A plus d’un titre l’année 2022 donnera le ton des changements à venir dans notre société. Evidemment, c’est une année électorale majeure pour définir l’avenir de notre pays, mais c’est aussi l’une des dernières chances pour obtenir des résultats concrets en matière de lutte contre le réchauffement climatique, après les constats plus que décevants sur les efforts de la dernière décennie et les résultats de la COP26.
Quant à la situation géopolitique et sociale, les enjeux sont à l’avenant. Et dans beaucoup de ces équations, le numérique tient aujourd’hui une place de premier plan : que ce soit en tant que solution ou en tant que source de problèmes. C’est pourquoi Alliancy a sondé sa communauté sur les décisions à mettre en œuvre le plus urgemment possible, par l’Etat, les entreprises, les collectivités ou même les individus… afin d’assumer collectivement une posture responsable pour les temps à venir.
Quel programme présidentiel pour un numérique responsable ?
Aux participants à notre Grande Soirée Alliancy du 8 décembre, nous avons demandé « Quelles actions devrions-nous mettre en œuvre dès 2022, pour tous contribuer à un numérique plus responsable ? ». Mais nous avons également voulu aller plus loin et avons interrogé plusieurs dirigeants en leur demandant de prendre position : « Si vous étiez élu président de la République en 2022, que feriez-vous pour rendre le numérique plus responsable ? ». Ils avaient carte blanche pour nous faire une proposition qui puisse être concrètement mise en œuvre l’an prochain. Et la variété des sujets abordés n’a pas déçu.
Ainsi, Stéphane Gervais, vice-président exécutif en charge de l’innovation stratégique du groupe Lacroix, équipementier spécialiste de l’IoT industriel, nous dit que sa priorité est la création d’un « label « société numérique responsable » qui [serait] donné via la signature d’une charte nationale du numérique responsable (signée par le PDG et le DSI). Cette charte aura vocation de devenir la charte européenne du numérique responsable. Et elle serait accompagnée par une formation 100% en ligne (et obligatoire) pour les employés en lien avec le numérique et à renouveler tous les 2 ans ». Et d’ajouter : « Et si la société ne respecte pas la charte, elle sera mise sur la liste des sociétés en numérique irresponsable ! ». Une dose d’obligation et une autre de « name and shame » pour passer des beaux discours aux actes ?

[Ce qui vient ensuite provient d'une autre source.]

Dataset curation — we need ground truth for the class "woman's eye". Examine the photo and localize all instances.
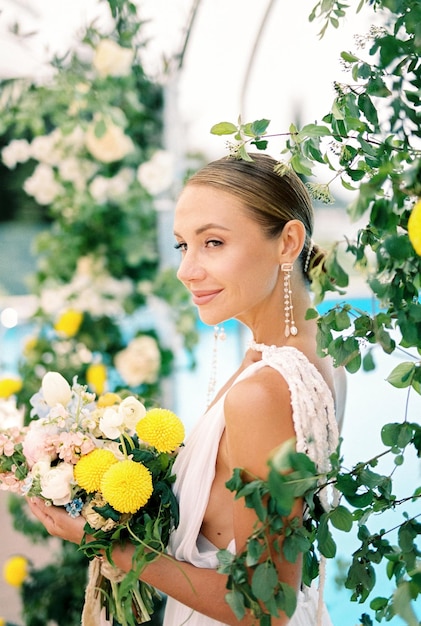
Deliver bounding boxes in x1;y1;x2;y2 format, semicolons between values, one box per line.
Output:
206;239;222;248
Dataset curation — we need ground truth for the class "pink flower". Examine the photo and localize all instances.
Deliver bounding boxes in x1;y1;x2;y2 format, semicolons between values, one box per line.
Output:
57;432;95;464
23;420;57;467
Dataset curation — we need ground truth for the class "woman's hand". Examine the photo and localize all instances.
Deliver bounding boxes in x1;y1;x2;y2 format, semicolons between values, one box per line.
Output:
27;498;85;544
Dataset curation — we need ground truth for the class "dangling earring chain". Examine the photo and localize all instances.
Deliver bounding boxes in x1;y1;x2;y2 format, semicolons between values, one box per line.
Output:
206;326;226;406
281;263;298;337
304;240;314;274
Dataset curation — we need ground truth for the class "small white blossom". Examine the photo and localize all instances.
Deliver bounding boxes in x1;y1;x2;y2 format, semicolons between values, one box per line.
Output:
85;120;134;163
23;163;63;204
118;396;146;433
137;150;175;196
93;39;134;77
114;335;161;387
41;372;72;406
40;463;75;506
1;139;31;169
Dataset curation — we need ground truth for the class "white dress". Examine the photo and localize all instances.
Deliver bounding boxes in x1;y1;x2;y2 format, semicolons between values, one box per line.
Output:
164;346;338;626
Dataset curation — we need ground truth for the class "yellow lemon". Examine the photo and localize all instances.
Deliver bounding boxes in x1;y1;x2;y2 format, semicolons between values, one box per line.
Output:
3;555;28;587
408;200;421;256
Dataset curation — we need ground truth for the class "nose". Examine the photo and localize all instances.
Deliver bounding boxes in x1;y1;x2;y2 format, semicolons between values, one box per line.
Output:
177;250;206;285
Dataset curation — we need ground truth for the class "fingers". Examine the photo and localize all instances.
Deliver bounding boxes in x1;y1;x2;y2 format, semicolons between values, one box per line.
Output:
27;498;85;544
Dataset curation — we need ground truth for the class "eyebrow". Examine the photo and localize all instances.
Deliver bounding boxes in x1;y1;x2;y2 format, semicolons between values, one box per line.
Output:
174;222;231;237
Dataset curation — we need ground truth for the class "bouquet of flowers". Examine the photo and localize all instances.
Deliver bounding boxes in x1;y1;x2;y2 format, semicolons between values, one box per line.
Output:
0;372;184;626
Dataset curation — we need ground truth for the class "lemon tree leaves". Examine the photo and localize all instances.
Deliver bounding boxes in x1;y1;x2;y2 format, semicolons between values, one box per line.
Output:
218;428;421;626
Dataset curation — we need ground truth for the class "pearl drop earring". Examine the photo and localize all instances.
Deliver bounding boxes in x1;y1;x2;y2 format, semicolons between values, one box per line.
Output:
281;263;298;337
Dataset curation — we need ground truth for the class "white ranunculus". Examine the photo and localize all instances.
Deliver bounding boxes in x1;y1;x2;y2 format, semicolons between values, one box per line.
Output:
99;406;124;439
23;163;63;204
85;120;134;163
137;150;174;196
118;396;146;432
41;372;72;406
40;463;74;506
31;128;63;165
89;175;109;204
114;335;161;387
0;397;25;430
1;139;31;169
93;39;134;77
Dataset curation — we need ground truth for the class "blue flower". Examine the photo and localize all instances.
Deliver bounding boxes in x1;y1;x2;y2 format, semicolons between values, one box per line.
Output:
65;498;83;517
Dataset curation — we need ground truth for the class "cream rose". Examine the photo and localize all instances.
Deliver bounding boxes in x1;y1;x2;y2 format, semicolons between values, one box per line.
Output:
85;119;134;163
118;396;146;432
23;163;63;205
114;335;161;387
40;463;74;506
99;407;124;439
1;139;31;169
137;150;174;196
93;39;134;77
41;372;72;406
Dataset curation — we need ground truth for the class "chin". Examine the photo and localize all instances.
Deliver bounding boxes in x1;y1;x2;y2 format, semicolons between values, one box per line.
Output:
198;310;230;326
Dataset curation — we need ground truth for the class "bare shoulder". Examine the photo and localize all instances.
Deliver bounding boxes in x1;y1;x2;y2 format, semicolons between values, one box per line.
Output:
224;367;295;476
225;366;290;419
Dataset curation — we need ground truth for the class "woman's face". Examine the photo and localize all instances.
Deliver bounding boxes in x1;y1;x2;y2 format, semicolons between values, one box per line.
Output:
174;185;282;327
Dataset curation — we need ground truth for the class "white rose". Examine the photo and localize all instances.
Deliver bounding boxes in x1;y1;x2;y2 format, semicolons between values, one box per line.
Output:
23;163;63;204
137;150;174;196
89;176;109;204
22;419;57;467
40;463;74;506
31;128;63;165
99;406;124;439
1;139;31;169
114;335;161;387
85;116;134;163
93;39;134;77
118;396;146;432
41;372;72;406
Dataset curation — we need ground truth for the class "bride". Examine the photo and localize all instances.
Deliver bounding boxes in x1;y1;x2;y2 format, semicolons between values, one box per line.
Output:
30;154;342;626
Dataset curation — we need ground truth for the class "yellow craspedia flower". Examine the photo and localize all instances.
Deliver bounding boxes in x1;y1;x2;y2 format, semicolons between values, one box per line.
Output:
97;391;121;409
3;555;28;587
86;363;107;395
101;459;153;513
54;309;83;337
74;448;117;493
0;378;22;398
408;200;421;256
136;409;185;452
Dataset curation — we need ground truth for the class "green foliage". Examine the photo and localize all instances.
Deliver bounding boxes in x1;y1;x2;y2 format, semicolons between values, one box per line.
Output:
218;421;421;626
211;0;421;626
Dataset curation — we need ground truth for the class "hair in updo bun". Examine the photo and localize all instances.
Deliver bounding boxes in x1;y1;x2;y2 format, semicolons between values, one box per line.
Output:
187;152;325;280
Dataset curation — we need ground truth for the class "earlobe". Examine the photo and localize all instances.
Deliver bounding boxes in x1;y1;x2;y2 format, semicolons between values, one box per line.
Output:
279;220;306;264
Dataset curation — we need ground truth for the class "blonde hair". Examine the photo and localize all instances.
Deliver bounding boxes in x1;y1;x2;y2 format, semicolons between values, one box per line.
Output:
187;153;324;278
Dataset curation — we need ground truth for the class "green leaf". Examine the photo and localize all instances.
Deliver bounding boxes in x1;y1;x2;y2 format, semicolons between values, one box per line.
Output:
246;539;265;567
225;591;246;620
341;52;359;63
393;581;419;626
317;513;336;559
386;361;416;389
251;119;270;137
298;124;332;140
329;505;354;532
251;561;278;602
277;583;297;617
210;122;238;135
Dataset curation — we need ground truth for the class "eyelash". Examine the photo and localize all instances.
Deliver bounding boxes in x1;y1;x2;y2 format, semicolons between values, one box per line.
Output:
174;239;222;251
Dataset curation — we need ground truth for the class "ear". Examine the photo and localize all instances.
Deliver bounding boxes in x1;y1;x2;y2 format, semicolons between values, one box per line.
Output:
279;220;306;264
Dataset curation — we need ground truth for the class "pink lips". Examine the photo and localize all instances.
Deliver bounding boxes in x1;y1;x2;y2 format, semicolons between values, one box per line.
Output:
192;289;222;306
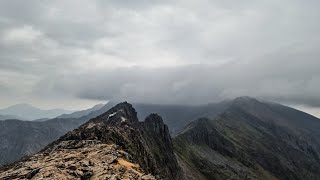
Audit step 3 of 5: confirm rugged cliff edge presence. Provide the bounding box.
[0,102,184,179]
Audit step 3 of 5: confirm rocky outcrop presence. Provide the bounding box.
[174,98,320,180]
[0,102,184,179]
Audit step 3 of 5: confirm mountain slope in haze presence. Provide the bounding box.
[174,97,320,180]
[57,104,105,119]
[0,104,72,120]
[0,118,88,165]
[0,97,320,170]
[0,114,22,121]
[0,103,184,179]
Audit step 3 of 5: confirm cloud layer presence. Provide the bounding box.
[0,0,320,107]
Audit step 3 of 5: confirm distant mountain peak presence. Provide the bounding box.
[100,102,139,125]
[0,102,182,180]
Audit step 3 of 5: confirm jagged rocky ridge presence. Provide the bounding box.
[174,98,320,180]
[0,102,183,179]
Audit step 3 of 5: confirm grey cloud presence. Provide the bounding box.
[0,0,320,107]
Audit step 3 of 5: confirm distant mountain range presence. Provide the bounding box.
[0,97,320,180]
[0,104,72,120]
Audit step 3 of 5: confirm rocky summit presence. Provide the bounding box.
[0,102,183,179]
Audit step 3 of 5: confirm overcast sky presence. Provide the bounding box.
[0,0,320,114]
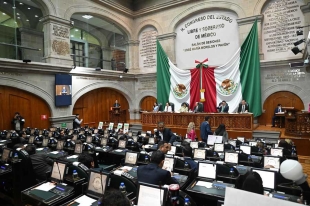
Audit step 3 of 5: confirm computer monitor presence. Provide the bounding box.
[86,170,109,198]
[137,182,168,206]
[1,148,11,161]
[118,140,127,149]
[240,145,251,155]
[198,162,216,180]
[252,168,276,189]
[51,162,66,182]
[149,137,155,144]
[125,152,138,165]
[86,136,93,144]
[228,140,236,147]
[74,144,83,154]
[237,137,244,143]
[162,157,174,172]
[214,143,224,152]
[190,142,198,149]
[56,140,64,150]
[42,138,48,147]
[28,136,34,144]
[264,156,280,169]
[224,152,239,164]
[100,137,108,146]
[194,149,206,159]
[270,148,283,157]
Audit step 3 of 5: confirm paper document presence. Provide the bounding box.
[196,181,212,188]
[34,182,56,192]
[75,195,97,206]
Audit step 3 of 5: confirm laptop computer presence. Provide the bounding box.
[252,168,276,192]
[264,156,281,169]
[137,182,168,206]
[125,151,139,166]
[270,148,283,157]
[193,149,206,160]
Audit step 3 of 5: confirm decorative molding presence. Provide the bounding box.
[157,32,177,41]
[300,2,310,13]
[40,15,72,27]
[237,14,264,26]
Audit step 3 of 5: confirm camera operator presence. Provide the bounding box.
[12,112,25,132]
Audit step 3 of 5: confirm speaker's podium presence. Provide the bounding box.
[110,107,125,124]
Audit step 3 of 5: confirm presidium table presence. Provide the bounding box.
[141,112,253,138]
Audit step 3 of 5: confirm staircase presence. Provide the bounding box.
[253,130,281,144]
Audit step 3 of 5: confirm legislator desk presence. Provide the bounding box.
[141,112,253,138]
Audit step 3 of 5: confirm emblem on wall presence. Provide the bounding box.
[52,40,70,56]
[220,79,238,96]
[173,84,188,99]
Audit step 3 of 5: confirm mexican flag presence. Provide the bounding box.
[157,20,262,117]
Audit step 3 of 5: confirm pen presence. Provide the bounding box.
[191,181,197,189]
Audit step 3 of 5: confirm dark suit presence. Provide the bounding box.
[155,128,176,144]
[238,104,249,113]
[30,153,53,180]
[200,121,213,142]
[137,163,178,185]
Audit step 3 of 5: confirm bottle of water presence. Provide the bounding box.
[184,161,189,170]
[119,182,127,195]
[229,168,235,177]
[184,198,192,206]
[72,170,79,180]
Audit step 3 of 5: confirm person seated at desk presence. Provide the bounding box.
[137,150,178,185]
[214,124,228,143]
[271,104,283,127]
[78,153,95,169]
[98,189,131,206]
[155,122,176,144]
[164,102,172,112]
[217,100,229,113]
[25,145,54,181]
[113,100,121,107]
[153,102,159,112]
[238,99,250,113]
[179,103,188,112]
[186,122,196,141]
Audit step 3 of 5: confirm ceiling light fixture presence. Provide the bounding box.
[82,15,93,19]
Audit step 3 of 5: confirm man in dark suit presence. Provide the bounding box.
[113,100,121,107]
[217,100,229,113]
[238,99,249,113]
[200,116,213,143]
[25,145,53,181]
[137,150,178,185]
[271,104,284,127]
[155,122,176,144]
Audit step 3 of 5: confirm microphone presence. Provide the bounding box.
[158,181,164,206]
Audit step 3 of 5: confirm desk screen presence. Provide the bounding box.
[198,162,216,179]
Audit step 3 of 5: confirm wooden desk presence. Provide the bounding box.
[141,112,253,138]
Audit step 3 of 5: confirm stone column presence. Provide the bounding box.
[41,15,73,65]
[157,32,177,65]
[19,27,44,62]
[126,40,140,73]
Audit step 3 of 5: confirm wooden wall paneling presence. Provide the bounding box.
[140,96,157,111]
[258,91,304,125]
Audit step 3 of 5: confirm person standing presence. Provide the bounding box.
[238,99,249,113]
[186,122,196,141]
[271,104,283,127]
[11,112,25,132]
[200,116,213,143]
[73,114,83,129]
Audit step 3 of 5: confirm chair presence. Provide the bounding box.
[169,102,174,112]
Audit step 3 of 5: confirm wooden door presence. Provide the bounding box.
[140,96,157,111]
[260,91,304,125]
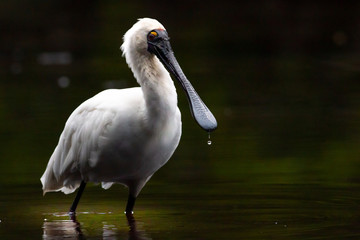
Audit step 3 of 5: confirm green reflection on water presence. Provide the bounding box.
[0,1,360,239]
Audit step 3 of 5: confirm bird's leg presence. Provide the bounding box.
[69,181,86,217]
[125,193,136,215]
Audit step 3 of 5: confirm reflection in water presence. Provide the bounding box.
[43,220,83,239]
[43,216,151,240]
[126,215,151,240]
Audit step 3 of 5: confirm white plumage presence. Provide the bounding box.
[41,18,217,214]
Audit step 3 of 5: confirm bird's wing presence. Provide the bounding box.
[42,88,142,192]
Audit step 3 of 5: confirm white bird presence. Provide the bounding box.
[40,18,217,214]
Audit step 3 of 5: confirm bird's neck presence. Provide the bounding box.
[130,55,177,121]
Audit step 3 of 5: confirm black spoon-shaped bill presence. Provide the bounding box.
[148,30,217,132]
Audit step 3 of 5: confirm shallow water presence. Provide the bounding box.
[0,1,360,239]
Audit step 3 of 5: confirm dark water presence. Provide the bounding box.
[0,1,360,239]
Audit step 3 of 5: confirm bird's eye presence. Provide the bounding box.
[148,31,158,41]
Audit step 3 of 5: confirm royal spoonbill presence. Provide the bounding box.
[40,18,217,215]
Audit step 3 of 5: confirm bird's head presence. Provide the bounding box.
[121,18,217,132]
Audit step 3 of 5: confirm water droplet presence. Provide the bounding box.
[208,132,212,146]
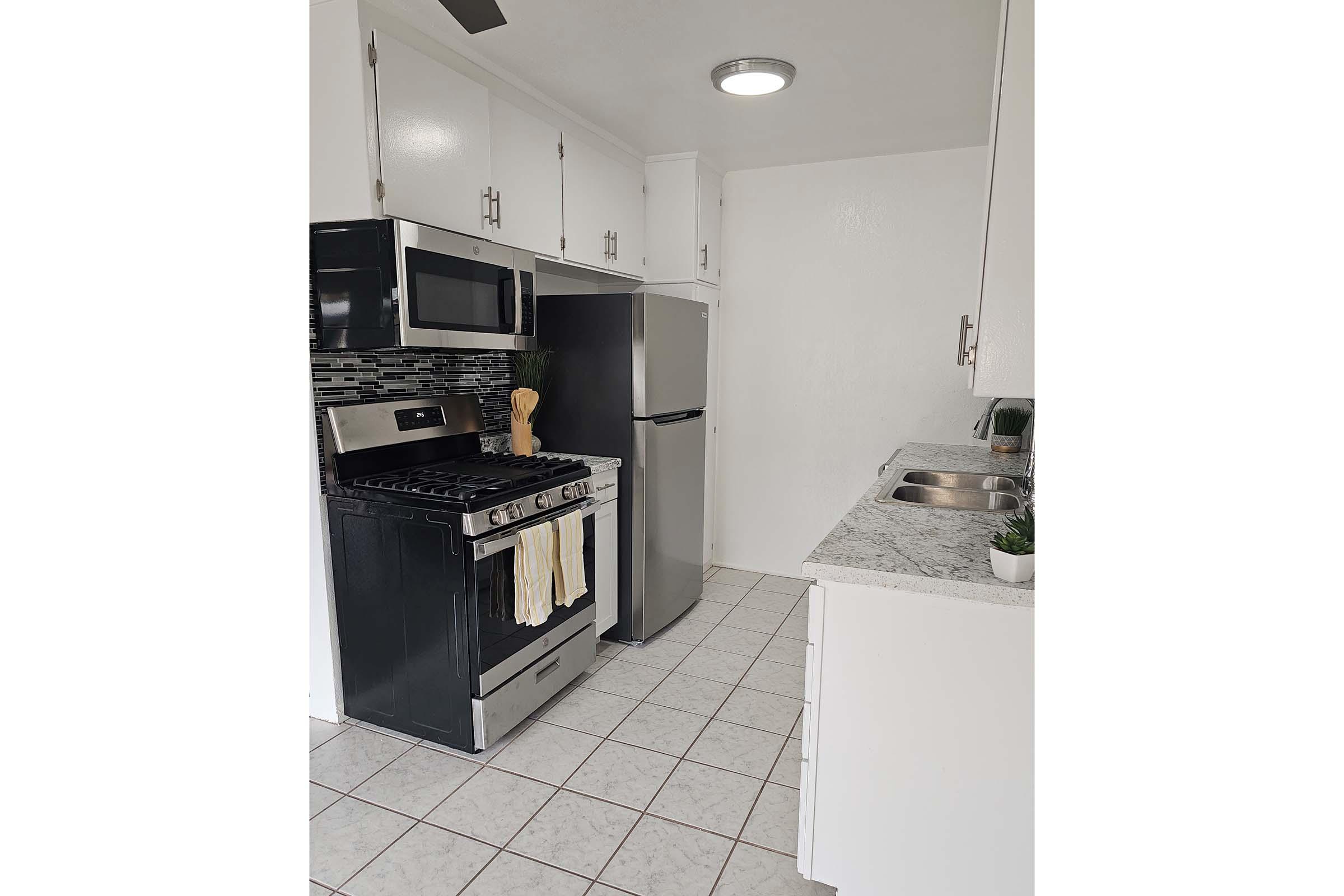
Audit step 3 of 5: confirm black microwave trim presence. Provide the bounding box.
[402,246,517,334]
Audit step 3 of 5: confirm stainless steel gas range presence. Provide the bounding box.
[323,395,598,751]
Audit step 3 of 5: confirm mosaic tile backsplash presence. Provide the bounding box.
[308,316,514,492]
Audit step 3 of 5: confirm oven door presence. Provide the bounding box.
[396,222,536,349]
[466,500,598,697]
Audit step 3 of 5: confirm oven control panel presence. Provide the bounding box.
[384,404,444,432]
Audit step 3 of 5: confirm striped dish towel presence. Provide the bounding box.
[555,511,587,607]
[514,522,557,626]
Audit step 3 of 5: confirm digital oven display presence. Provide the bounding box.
[393,404,444,432]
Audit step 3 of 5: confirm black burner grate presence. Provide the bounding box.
[351,454,584,501]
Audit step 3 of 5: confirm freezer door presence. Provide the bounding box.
[634,412,704,641]
[632,293,710,417]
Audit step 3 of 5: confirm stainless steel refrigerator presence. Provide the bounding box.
[535,292,710,641]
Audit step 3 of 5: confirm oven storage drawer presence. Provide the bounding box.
[472,618,597,750]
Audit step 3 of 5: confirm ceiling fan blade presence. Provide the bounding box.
[438,0,505,34]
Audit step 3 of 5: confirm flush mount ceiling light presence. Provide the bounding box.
[710,58,796,97]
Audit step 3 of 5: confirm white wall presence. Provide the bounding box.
[713,146,985,575]
[308,426,342,721]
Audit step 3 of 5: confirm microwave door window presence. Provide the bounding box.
[406,249,512,333]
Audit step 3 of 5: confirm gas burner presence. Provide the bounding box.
[325,396,592,538]
[351,468,517,501]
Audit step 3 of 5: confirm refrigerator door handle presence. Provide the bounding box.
[644,407,704,426]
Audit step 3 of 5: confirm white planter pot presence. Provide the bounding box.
[989,548,1036,582]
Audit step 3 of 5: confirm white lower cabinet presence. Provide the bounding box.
[799,582,1035,896]
[592,470,619,636]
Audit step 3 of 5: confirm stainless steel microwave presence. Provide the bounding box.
[309,218,536,351]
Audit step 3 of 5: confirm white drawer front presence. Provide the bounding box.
[592,470,619,504]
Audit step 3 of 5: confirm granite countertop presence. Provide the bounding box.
[802,442,1036,607]
[481,432,621,473]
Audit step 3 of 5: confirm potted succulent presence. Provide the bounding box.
[989,506,1036,582]
[989,407,1031,454]
[512,348,554,454]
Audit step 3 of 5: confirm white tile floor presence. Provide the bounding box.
[308,567,834,896]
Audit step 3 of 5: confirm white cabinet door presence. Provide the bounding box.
[592,501,618,634]
[562,138,615,267]
[491,97,564,255]
[973,0,1036,398]
[695,286,720,566]
[374,31,491,236]
[610,161,644,279]
[695,173,723,283]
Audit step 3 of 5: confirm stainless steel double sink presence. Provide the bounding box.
[875,470,1025,513]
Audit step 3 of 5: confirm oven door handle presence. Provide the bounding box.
[472,498,598,560]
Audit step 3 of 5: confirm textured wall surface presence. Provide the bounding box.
[713,146,988,575]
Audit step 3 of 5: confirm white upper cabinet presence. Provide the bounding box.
[308,0,645,279]
[610,164,644,279]
[308,0,382,222]
[562,137,644,279]
[562,139,615,267]
[972,0,1036,398]
[695,172,723,285]
[491,97,564,256]
[374,31,491,236]
[644,153,723,286]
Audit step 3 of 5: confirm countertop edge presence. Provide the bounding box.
[802,560,1036,610]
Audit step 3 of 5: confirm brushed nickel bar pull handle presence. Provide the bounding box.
[957,314,976,367]
[536,660,561,681]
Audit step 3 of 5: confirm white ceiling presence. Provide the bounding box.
[396,0,998,171]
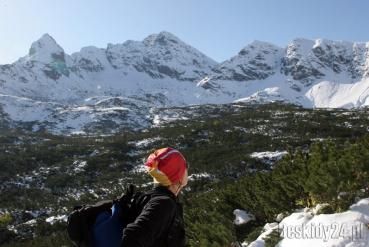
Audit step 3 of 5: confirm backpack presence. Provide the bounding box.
[67,184,151,247]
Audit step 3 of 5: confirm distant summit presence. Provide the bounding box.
[0,31,369,133]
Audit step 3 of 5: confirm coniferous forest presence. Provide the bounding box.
[0,103,369,247]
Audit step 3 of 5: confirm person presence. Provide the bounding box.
[121,147,188,247]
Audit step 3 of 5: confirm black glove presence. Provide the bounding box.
[115,184,136,223]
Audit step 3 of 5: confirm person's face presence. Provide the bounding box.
[182,169,188,187]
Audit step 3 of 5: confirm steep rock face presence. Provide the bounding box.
[212,41,283,81]
[0,32,369,133]
[281,39,368,86]
[107,32,216,81]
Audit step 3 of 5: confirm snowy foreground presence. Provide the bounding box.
[242,198,369,247]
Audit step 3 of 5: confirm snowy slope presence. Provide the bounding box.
[306,78,369,108]
[0,32,369,133]
[243,198,369,247]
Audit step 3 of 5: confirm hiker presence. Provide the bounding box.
[121,148,188,247]
[67,147,188,247]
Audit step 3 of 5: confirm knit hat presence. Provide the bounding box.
[145,147,187,186]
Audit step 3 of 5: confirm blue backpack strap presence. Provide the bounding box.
[92,203,124,247]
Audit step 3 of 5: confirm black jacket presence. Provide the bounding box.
[121,186,185,247]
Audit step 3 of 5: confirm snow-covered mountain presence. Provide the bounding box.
[0,32,369,133]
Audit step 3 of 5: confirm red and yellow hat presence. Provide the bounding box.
[145,147,187,186]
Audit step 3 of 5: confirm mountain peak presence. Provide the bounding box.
[28,33,64,63]
[143,31,183,46]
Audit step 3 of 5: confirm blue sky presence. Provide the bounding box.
[0,0,369,64]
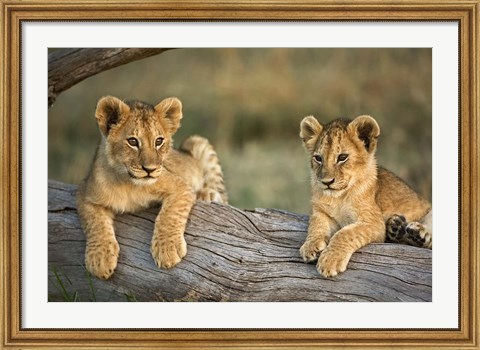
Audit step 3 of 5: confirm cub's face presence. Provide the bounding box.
[300,116,380,196]
[95,96,182,185]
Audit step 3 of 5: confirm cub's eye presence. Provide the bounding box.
[313,154,323,164]
[155,137,164,147]
[337,153,348,163]
[127,137,138,147]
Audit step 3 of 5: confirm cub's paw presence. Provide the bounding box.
[197,188,223,203]
[385,215,407,243]
[317,247,352,277]
[150,235,187,269]
[85,237,120,279]
[405,221,432,249]
[300,237,328,262]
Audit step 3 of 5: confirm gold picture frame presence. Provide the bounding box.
[0,0,480,349]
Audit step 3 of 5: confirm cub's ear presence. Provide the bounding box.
[348,115,380,153]
[155,97,183,134]
[95,96,130,136]
[300,116,323,152]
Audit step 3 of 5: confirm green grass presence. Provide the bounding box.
[48,265,137,303]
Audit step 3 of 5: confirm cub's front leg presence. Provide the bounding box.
[77,198,120,279]
[150,188,195,269]
[300,211,338,262]
[317,217,385,277]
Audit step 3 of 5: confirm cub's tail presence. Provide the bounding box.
[180,135,228,204]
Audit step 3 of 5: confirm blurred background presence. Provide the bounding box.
[48,48,432,214]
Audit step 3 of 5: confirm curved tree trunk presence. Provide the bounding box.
[48,48,169,107]
[48,181,432,302]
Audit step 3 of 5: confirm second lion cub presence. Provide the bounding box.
[300,115,432,277]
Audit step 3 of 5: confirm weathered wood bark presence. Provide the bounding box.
[48,181,432,301]
[48,48,169,107]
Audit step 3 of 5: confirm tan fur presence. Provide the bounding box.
[77,96,227,279]
[300,116,431,277]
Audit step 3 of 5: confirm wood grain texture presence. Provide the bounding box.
[48,181,432,302]
[48,48,168,107]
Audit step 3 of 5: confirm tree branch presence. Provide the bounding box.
[48,181,432,302]
[48,48,169,107]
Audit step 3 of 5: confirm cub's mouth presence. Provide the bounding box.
[127,168,161,183]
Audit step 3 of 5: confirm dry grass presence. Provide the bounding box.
[49,49,432,213]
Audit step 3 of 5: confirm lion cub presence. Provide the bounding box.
[77,96,227,279]
[300,115,432,277]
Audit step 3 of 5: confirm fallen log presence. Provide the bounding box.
[48,180,432,302]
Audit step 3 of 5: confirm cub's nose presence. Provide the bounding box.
[142,165,157,174]
[322,179,335,187]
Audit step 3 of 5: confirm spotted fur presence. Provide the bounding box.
[77,96,227,279]
[300,115,432,277]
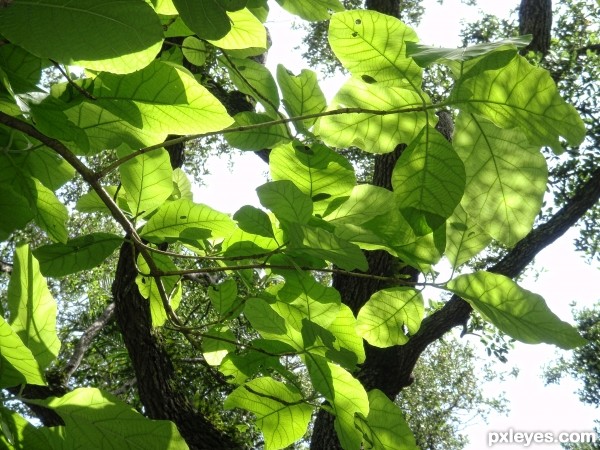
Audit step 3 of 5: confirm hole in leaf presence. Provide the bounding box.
[360,75,377,84]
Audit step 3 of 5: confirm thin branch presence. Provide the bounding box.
[50,59,98,100]
[63,303,115,385]
[94,103,440,180]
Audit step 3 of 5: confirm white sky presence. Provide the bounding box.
[195,0,600,450]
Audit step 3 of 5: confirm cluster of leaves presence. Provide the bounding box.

Réduire la consommation, réparer, recycler.
Anne-Tessier-Chênebeau, directrice Europe de Fabulous, qui édite une application pour améliorer le quotidien professionnel des collaborateurs par l’économie comportementale, estime essentiel pour sa part de mener des actions fortes sur la réduction de l’empreinte environnementale. Elle propose un « programme présidentiel » qui met au premier rang l’objectif de réduire « l’empreinte CO2 du numérique dès la conception des programmes numériques. Les entreprises qui suivront cet objectif de baisse bénéficieront d’une réduction d’impôts […] et développer une communication digitale frugale et une responsabilisation individuelle pour consommer du digital en conscience.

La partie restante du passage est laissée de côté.